Papa Leone XIV ha nominato monsignor Edgar Peña Parra nuovo Nunzio Apostolico in Italia e nella Repubblica di San Marino. Finora Sostituto per gli Affari Generali della Segreteria di Stato, l’arcivescovo venezuelano subentra a monsignor Petar Rajič, assumendo un incarico centrale nei rapporti tra la Santa Sede, la Chiesa italiana e le istituzioni civili.

Nel giorno dell’annuncio, che rientra in un più ampio quadro di nomine vaticane, Peña Parra ha salutato i collaboratori della Segreteria di Stato definendo gli anni trascorsi un’esperienza «intensa» e «arricchente», segnata da eventi cruciali come la pandemia, la morte di Benedetto XVI e di papa Francesco e il recente Conclave.

«Sono sinceramente felice di andare in Italia», ha dichiarato, leggendo questo nuovo incarico come «una rinnovata chiamata al servizio».

A seguito della nomina, il cardinale Matteo Zuppi, presidente della CEI, ha inviato un messaggio di benvenuto al nuovo Nunzio, esprimendo gratitudine a papa Leone XIV per l’attenzione verso la Chiesa italiana e sottolineando il valore dell’esperienza maturata da Peña Parra al servizio della Santa Sede.

Nel testo, Zuppi ringrazia anche il predecessore, monsignor Petar Rajič, e assicura al nuovo rappresentante pontificio la comunione e la collaborazione dei vescovi italiani, affidando la sua missione alla protezione della Vergine Maria e dei santi patroni d’Italia.
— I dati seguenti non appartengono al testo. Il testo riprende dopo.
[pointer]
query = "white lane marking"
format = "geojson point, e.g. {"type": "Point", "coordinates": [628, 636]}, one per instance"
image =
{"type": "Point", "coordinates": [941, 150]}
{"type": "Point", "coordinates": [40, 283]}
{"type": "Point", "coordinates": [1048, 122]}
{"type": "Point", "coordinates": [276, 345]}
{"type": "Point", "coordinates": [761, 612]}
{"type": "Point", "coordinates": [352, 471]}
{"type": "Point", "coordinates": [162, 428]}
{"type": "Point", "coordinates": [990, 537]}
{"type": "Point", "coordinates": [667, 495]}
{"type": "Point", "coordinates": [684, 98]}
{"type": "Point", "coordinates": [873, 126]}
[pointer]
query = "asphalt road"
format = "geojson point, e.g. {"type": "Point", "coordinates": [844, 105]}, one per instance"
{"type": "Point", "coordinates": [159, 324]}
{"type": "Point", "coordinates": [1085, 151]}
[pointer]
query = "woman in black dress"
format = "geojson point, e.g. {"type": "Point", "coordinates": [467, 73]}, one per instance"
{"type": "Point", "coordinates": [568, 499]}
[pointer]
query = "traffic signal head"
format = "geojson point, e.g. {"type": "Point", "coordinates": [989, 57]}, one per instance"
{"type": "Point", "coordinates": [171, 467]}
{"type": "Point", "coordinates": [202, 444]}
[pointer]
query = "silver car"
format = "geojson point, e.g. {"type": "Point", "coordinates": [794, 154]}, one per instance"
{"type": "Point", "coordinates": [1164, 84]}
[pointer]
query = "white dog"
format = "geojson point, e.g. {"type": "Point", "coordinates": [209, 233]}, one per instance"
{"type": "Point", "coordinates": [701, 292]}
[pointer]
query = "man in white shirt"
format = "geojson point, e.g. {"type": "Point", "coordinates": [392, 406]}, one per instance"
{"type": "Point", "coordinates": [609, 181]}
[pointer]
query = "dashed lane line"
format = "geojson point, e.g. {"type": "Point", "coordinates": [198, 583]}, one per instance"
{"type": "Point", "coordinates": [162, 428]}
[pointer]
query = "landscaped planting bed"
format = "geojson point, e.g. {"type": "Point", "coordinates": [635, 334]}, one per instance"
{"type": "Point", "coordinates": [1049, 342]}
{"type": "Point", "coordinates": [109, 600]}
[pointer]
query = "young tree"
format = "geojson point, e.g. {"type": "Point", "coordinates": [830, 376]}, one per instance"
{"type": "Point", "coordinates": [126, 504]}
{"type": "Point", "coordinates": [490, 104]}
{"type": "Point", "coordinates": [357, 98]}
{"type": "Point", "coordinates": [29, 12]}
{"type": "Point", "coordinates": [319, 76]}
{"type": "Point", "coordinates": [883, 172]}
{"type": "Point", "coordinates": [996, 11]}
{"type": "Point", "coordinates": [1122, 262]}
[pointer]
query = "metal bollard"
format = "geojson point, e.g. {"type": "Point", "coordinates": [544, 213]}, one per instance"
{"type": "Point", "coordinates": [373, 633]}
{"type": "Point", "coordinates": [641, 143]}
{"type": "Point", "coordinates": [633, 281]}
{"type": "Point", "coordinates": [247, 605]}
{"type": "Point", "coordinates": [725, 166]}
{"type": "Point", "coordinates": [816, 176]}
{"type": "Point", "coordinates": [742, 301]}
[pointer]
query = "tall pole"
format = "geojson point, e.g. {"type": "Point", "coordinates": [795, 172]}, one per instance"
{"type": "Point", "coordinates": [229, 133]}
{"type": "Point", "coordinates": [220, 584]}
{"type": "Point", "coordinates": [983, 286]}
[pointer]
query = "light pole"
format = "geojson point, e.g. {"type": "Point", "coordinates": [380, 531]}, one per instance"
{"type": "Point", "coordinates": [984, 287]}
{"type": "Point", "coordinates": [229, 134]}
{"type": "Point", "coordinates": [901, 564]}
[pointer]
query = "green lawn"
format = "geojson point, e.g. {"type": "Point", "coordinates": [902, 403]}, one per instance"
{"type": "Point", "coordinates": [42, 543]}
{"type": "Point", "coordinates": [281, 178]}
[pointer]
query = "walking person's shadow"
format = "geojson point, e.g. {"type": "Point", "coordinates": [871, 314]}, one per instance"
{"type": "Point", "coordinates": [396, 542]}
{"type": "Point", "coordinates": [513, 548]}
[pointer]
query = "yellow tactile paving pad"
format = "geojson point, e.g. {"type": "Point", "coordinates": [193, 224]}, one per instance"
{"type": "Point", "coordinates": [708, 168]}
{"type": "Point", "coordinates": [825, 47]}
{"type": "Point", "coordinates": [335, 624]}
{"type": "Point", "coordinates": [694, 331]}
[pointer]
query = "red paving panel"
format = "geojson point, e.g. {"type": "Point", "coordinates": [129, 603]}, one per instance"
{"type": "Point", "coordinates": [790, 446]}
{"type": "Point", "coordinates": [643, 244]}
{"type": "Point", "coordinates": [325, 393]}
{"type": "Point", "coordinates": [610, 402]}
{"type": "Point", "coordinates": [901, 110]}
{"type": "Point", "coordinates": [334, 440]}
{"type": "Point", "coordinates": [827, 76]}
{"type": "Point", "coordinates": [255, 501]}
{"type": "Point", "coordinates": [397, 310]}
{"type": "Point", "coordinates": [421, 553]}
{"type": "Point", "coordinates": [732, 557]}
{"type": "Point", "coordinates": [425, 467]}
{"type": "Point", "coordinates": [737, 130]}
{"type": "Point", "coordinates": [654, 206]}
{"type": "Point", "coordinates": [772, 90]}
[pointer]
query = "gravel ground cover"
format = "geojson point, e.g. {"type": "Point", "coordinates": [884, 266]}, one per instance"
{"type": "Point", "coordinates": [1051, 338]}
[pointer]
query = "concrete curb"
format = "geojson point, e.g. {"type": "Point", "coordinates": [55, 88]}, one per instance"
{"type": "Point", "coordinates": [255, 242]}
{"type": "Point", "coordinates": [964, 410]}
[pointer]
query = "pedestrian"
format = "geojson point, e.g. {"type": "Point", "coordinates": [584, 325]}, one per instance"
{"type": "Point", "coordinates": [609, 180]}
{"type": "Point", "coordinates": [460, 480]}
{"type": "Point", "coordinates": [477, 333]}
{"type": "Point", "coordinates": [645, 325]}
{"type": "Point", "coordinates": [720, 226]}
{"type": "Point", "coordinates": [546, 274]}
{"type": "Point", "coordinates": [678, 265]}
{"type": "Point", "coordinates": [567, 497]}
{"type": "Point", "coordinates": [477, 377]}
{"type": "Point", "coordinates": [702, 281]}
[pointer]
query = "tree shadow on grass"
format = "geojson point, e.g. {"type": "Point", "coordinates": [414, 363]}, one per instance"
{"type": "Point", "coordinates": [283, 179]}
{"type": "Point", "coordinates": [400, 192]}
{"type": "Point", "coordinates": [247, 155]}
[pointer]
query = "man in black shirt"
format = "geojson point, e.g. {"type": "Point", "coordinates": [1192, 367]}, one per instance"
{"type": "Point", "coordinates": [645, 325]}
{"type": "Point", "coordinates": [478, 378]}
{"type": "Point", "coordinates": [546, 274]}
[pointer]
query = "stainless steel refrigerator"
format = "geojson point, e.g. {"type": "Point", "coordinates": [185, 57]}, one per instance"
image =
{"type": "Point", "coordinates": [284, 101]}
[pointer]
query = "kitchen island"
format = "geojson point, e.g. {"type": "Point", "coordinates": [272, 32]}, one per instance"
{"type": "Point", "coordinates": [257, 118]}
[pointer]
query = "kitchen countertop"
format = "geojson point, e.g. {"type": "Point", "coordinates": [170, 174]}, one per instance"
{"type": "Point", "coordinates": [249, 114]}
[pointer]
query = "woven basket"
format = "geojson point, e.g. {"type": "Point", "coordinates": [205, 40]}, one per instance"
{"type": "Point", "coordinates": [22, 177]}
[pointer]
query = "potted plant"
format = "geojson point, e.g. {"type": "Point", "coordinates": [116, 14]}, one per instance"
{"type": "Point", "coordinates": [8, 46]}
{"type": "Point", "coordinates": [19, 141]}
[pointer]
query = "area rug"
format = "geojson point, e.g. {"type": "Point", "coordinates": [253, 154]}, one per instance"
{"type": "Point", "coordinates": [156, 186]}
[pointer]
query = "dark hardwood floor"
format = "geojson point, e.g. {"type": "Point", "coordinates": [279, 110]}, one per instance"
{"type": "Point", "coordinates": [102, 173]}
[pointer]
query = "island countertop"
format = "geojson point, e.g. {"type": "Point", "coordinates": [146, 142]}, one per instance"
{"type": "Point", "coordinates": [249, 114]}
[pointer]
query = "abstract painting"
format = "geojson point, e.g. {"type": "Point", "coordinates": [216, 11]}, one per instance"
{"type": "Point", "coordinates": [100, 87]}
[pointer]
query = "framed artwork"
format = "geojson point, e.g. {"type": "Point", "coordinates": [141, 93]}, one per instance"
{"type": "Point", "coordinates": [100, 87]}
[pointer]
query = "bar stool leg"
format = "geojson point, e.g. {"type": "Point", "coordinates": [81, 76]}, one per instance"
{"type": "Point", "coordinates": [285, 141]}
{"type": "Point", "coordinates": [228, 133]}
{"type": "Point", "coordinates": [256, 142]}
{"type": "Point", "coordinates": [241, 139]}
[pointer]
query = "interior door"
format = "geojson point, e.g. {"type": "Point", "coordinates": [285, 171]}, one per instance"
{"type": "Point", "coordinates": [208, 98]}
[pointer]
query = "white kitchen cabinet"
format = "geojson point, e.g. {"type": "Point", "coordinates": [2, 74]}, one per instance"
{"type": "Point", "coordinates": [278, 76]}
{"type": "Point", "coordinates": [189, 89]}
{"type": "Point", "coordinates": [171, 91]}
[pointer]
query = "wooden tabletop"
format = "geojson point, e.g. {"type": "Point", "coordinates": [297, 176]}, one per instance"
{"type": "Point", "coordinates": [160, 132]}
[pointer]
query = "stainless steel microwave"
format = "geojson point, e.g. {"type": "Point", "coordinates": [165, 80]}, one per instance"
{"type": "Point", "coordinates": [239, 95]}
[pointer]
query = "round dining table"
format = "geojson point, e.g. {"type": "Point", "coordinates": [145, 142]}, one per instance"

Il testo integrale della lettera

Roma, 30 marzo 2026

Nell’accogliere la sua nomina a Nunzio Apostolico in Italia e nella Repubblica di San Marino, esprimiamo innanzitutto la nostra gratitudine al Santo Padre per l’attenzione premurosa e costante che ci riserva. Il ministero che si appresta a iniziare nel nostro Paese rinnova il particolare vincolo di comunione che unisce la Sede Apostolica e le nostre comunità ecclesiali. Per questo, sentiamo il dovere di ringraziare il suo predecessore, Monsignor Petar Rajič, per il servizio svolto, per la dedizione con cui ha accompagnato il cammino delle nostre comunità, contribuendo a consolidare i rapporti di unità con la Santa Sede e le relazioni con le Autorità dello Stato.

Con i medesimi sentimenti, oggi la accogliamo, rinnovando il nostro cordiale augurio. In questi anni di servizio alla Sede Apostolica quale Sostituto per gli Affari Generali presso la Segreteria di Stato non sono mancate le occasioni di incontro tra di noi e con le Chiese in Italia. Siamo certi che la sua esperienza al servizio della Chiesa universale sarà di sostegno al nostro cammino, nello spirito della comunione ecclesiale, dell’ascolto fraterno e della collaborazione con l’Episcopato. Già sin d’ora, può contare sulla comunione fraterna dei Vescovi italiani perché intendiamo «essere Chiesa che incarna il Vangelo ed è segno del Regno di Dio» (Discorso ai Vescovi della Conferenza Episcopale Italiana, 17 giugno 2025).

Affidiamo la sua missione all’intercessione della Vergine Maria, Regina degli Apostoli, e dei nostri Patroni San Francesco d’Assisi e Santa Caterina da Siena.